Regolari e sfruttati
♥ La morte di Soumayla richiama l’attenzione sulle drammatiche condizioni di questi lavoratori immigrati, regolari e sfruttati. Regolari, ma costretti a vivere in tendopoli, se va bene, o baraccopoli. Campi, sempre campi, più o meno organizzati, da tenere lontani, invisibili. Forse perché ci sarebbe da vergognarsi di questi luoghi. Anzi non luoghi, ma funzionali ad un sistema economico malvagio che va avanti solo grazie a questi schiavi.
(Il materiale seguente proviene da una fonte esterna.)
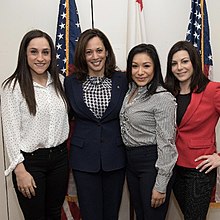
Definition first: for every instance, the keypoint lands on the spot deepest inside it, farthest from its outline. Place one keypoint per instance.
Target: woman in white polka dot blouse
(35, 128)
♥ E non è solo responsabilità della ’ndrangheta. Lo è di chi dovrebbe offrire a questi lavoratori oltre che un vero contratto anche una vera casa. Impossibile? A pochi chilometri da dove Soumayla è stato ucciso, il bravo imprenditore Carmelo Basile lo fa con convinzione nella sua grande azienda di successo ‘Fattoria della Piana’. E lo fanno anche i giovani della cooperativa Valle del Marro, che coltiva terreni confiscati alla ’ndrangheta. Si può, anche qui.
♥ Ma la responsabilità è anche di tante distrazioni.
Infatti noi riflettiamo solo quando ci sono i morti… ma perché i vivi non ci fanno riflettere? E anche i tanti morti finiscono presto nel dimenticatoio. Drammi che sui giornali durano lo spazio di qualche giorno. Ma che nulla o poco fanno cambiare in queste realtà.
♥ ♥ Verità e giustizia per Soumayla significa soprattutto occuparsi di queste persone senza aspettare di commentare il prossimo fatto tragico: migliorare l’accoglienza e garantire una vera simmetria tra diritti e doveri.
(fonte: estratto liberamente da un articolo di Avvenire.it, 5 giugno 2018).